With the large number of gates available on the latest generations of FPGAs, multiple MACs can be implemented on one chip. So designers can create a computational array that makes short work of large problems. Still, such arrays are very area-inefficient compared to dedicated MACs. That's why Altera, QuickLogic, and Xilinx have all embedded dedicated, DSP-optimized, computational blocks on various FPGA families.
At the high end, Altera's Stratix II family includes as many as 96 DSP blocks on its largest FPGA, the EP2S180. Each block can implement eight full-precision 9- by 9-bit multipliers, four 18- by 18-bit multipliers, or one 36- by 36-bit multiplier. Therefore, the chip can provide a total of 96 36-bit, 384 18-bit, or 768 9-bit multipliers that run at up to 450 MHz (Fig. a).
When clocked at full speed, the 18-bit multipliers deliver an aggregate throughput of over 172 GMACs/s. For 9-bit multipliers, the throughput reaches 344 GMACs/s. That's the highest level achieved for an off-the-shelf solution.
The blocks include shift registers to better implement DSP functions such as finite and infinite impulse response filters and other algorithms. Four main operating modes are possible with the DSP block: multiplier, multiplier-accumulator, two multipliers and an adder, or four multipliers and an adder.
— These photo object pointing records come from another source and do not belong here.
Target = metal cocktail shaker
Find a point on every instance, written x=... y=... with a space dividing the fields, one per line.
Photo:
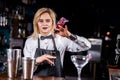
x=28 y=67
x=13 y=60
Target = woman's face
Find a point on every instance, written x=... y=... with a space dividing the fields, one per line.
x=45 y=24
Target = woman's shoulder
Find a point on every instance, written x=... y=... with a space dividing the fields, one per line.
x=30 y=39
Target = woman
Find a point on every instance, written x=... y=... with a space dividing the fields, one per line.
x=49 y=47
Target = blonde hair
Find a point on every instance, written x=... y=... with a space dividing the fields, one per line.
x=36 y=19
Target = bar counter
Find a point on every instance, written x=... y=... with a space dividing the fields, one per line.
x=3 y=76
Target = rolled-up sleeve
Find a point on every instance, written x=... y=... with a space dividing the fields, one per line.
x=80 y=44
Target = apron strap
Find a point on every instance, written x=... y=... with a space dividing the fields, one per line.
x=55 y=48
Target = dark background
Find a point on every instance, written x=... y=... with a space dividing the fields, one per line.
x=89 y=18
x=86 y=17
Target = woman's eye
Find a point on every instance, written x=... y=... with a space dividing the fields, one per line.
x=47 y=20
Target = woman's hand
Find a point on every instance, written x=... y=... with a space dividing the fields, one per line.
x=45 y=57
x=63 y=31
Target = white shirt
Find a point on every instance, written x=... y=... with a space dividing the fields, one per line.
x=62 y=43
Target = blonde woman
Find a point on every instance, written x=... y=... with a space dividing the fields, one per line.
x=49 y=47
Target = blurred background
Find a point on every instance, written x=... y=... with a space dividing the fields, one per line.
x=89 y=18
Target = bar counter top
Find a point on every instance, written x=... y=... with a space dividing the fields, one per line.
x=3 y=76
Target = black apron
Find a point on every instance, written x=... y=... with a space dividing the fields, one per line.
x=45 y=69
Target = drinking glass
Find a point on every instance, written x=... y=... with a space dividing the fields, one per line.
x=80 y=61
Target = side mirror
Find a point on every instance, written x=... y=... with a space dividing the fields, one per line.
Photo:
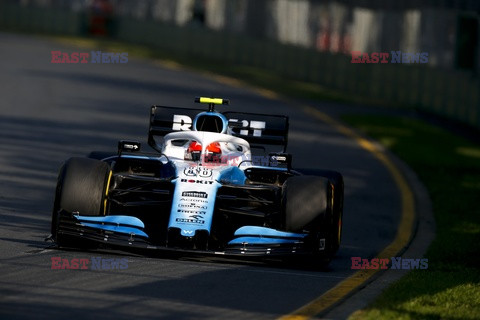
x=128 y=146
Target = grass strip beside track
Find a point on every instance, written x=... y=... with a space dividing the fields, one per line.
x=449 y=166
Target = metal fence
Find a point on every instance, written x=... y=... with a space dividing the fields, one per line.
x=305 y=40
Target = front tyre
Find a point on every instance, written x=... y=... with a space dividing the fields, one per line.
x=81 y=187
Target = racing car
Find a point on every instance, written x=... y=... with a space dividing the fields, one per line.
x=215 y=183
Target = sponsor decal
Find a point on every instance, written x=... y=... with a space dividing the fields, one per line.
x=194 y=221
x=197 y=171
x=192 y=206
x=94 y=263
x=92 y=57
x=397 y=263
x=395 y=57
x=254 y=128
x=193 y=200
x=191 y=211
x=196 y=181
x=194 y=194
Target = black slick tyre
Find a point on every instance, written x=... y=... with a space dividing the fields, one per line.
x=81 y=188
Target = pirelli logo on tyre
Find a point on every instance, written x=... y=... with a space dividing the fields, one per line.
x=195 y=194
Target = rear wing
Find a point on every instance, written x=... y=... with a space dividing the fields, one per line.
x=258 y=129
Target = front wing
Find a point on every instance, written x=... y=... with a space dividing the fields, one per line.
x=128 y=232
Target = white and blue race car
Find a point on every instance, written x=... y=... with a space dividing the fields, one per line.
x=215 y=185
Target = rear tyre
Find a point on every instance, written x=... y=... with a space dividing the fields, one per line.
x=315 y=203
x=305 y=198
x=335 y=237
x=81 y=187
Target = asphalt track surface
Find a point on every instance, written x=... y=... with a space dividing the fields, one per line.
x=50 y=112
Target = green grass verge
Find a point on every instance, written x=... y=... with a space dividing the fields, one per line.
x=449 y=166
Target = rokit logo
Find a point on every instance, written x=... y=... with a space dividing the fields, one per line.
x=184 y=123
x=200 y=172
x=195 y=194
x=195 y=221
x=192 y=206
x=191 y=211
x=197 y=181
x=193 y=200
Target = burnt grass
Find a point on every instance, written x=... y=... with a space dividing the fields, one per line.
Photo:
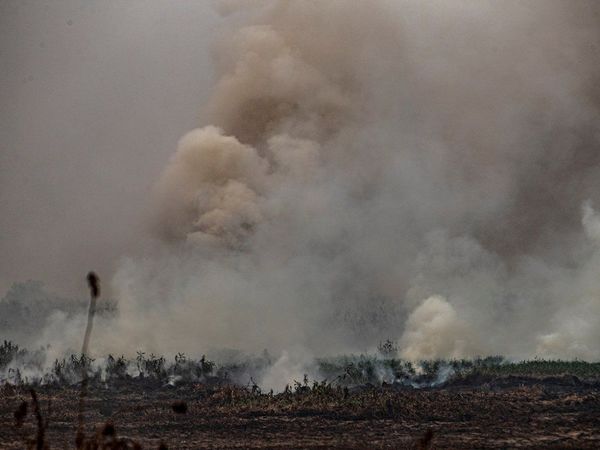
x=475 y=411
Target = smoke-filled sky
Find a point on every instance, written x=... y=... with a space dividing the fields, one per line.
x=94 y=96
x=355 y=171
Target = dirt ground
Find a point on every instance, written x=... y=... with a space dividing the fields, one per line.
x=509 y=413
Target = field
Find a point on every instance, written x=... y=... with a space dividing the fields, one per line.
x=195 y=404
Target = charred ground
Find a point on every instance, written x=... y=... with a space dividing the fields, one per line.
x=481 y=403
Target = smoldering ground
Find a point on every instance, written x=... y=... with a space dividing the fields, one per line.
x=425 y=172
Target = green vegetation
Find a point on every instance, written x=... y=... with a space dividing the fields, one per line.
x=21 y=366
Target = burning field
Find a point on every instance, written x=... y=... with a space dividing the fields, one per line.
x=374 y=198
x=151 y=403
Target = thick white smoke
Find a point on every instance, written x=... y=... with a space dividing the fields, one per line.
x=372 y=170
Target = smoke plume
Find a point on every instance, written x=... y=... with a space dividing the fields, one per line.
x=420 y=171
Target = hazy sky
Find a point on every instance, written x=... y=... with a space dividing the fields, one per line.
x=94 y=96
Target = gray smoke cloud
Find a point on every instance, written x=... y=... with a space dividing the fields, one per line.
x=425 y=172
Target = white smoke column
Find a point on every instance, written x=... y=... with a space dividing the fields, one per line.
x=434 y=330
x=373 y=170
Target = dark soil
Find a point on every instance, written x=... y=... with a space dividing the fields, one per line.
x=511 y=412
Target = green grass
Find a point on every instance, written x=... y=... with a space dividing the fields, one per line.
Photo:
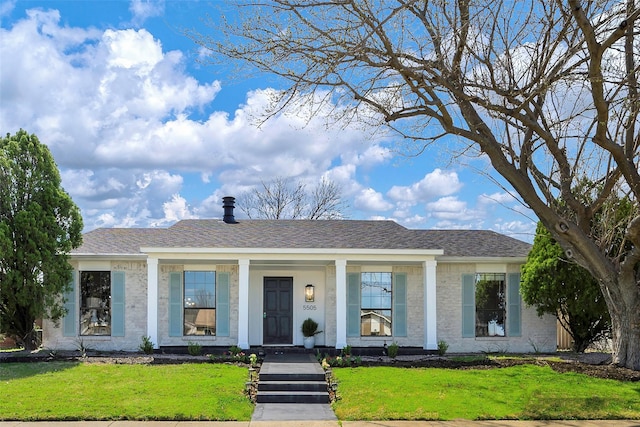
x=519 y=392
x=77 y=391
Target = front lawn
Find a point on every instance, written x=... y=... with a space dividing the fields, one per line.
x=82 y=391
x=518 y=392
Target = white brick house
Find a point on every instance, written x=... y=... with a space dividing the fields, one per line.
x=251 y=283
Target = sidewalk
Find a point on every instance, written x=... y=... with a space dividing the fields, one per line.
x=458 y=423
The Xilinx Virtex-4 family incorporates XtremeDSP building blocks in all three platform FPGA families-the LX, SX, and FX. The SX platforms contain the largest number of 18-bit multipliers, with as many as 512 on the XC4VSX55. Each XtremeDSP block can implement an 18- by 18-bit two's-complement multiplier running at 500 MHz while consuming just 57 mW/MHz, or about 15% of the power consumed by the company's previous-generation DSP blocks (Fig. b).
With all multipliers in use, the aggregate throughput of the XtremeDSP blocks hits 256 GMACs. That meets the needs of many compute-intensive applications. The blocks support over 40 dynamically controlled operation modes, including multiplier, multiplier-accumulator, multiplier-adder/subtractor, three-input adder, barrel shifter, wide bus multiplexers, or wide counters.
Dedicated multiplier blocks also can be found on Altera's Stratix and Cyclone II families of FPGAs; QuickLogic's QL6250 Eclipse-E FPGA; and Xilinx's Virtex II, IIPro, and Spartan series. Clock speeds for the 88 18-bit Stratix series multipliers can hit 333 MHz. For the largest Cyclone II FPGA, 150 18-bit (or 300 9-bit) multipliers can operate at up to 250 MHz.
When it comes to the Virtex II and IIPro families, 300-MHz-plus is possible for the 444 18-bit multipliers. Speeds can hit 325 MHz for the maximum of 36 18-bit multipliers in the Spartan series. The 10 8-bit Eclipse-E FPGA's MACs aren't quite as fast, topping out at 100 MHz.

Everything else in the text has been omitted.